Below is a screenshot of page 2, where the table from the PDF is displayed.

Extracting pdf table in python DataFrame

Initialization and Opening the PDF File:

  • The Data=[] initializes an empty list called Data to store the extracted table data

  • This line opens the PDF file using pdfplumber. The with statement ensures that the file is properly closed after processing.

Data=[]
with pdfplumber.open(pdf_path) as pdf:

Accessing a Specific Page:

  • This retrieves the second page of the PDF (page indexing starts at 0) where the table is located.
page = pdf.pages[1]  

Extracting the Table:

  • This line uses extract_table() to extract the table data from the page. The table variable now contains the table’s data, where the first element is the header and the rest are rows.
table = page.extract_table()

Separating Header and Rows:

header=table[0]
rows=table[1:] 
    

Here, header stores the first row of the table, which contains column names, while rows stores the remaining rows of data.

Appending Rows to Data List:

for row in rows:
        Data.append(row)

This loop iterates through each row in rows and appends it to the Data list.

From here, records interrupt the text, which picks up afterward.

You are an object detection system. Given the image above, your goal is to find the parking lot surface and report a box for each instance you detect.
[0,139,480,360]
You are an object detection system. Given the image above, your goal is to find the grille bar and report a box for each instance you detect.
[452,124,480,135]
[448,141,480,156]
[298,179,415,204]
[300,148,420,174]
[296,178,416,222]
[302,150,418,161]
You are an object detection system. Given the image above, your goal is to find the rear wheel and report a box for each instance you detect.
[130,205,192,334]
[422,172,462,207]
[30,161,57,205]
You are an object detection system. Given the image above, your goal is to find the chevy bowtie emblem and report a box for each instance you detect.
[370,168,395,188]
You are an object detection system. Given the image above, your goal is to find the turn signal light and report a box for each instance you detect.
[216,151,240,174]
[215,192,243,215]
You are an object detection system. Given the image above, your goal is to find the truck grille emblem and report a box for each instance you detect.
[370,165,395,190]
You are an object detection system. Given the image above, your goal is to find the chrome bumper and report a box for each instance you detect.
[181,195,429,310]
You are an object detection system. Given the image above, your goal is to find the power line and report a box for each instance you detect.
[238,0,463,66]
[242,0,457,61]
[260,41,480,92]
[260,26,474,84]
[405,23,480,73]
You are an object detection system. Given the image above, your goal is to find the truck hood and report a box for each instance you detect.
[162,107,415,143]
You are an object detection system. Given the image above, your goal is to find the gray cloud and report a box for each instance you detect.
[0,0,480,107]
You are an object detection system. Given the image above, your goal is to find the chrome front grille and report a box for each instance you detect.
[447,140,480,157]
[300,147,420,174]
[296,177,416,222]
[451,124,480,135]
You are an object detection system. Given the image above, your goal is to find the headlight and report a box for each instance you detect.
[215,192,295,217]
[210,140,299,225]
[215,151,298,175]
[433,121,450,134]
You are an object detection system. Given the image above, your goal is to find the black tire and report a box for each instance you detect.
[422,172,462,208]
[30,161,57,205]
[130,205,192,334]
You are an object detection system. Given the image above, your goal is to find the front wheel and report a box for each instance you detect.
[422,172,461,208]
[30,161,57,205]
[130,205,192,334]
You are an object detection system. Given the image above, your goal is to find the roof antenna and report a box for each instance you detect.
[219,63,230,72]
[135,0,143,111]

Creating a python DataFrame:

Data=pd.DataFrame(Data,columns=header)

Finally, this converts the Data list into a pandas DataFrame, using header for column names. The resulting DataFrame is now ready for further analysis or manipulation.

Speed (mph) Driver Car Engine Date Date
0 407.447 Craig Breedlove Spirit of America GE J47 8/5/63
1 413.199 Tom Green Wingfoot Express WE J46 10/2/64
2 434.22 Art Arfons Green Monster GE J79 10/5/64
3 468.719 Craig Breedlove Spirit of America GE J79 10/13/64
4 526.277 Craig Breedlove Spirit of America GE J79 10/15/65
5 536.712 Art Arfons Green Monster GE J79 10/27/65
6 555.127 Craig Breedlove Spirit of America, Sonic 1 GE J79 11/2/65
7 576.553 Art Arfons Green Monster GE J79 11/7/65
8 600.601 Craig Breedlove Spirit of America, Sonic 1 GE J79 11/15/65
9 622.407 Gary Gabelich Blue Flame Rocket 10/23/70
10 633.468 Richard Noble Thrust 2 RR RG 146 10/4/83
11 763.035 Andy Green Thrust SSC RR Spey 10/15/97

Conclusion

Extracting tables from PDFs using pdfplumber is an efficient and powerful approach for unlocking valuable data trapped in static documents. By converting the extracted data into pandas-friendly formats, users can seamlessly transition from raw data to meaningful insights. This process not only saves time but also enhances data accuracy, ensuring smoother workflows for reporting and analysis. With the added flexibility of exporting the data to Excel, pdfplumber proves to be an indispensable tool for handling complex tabular data from PDFs.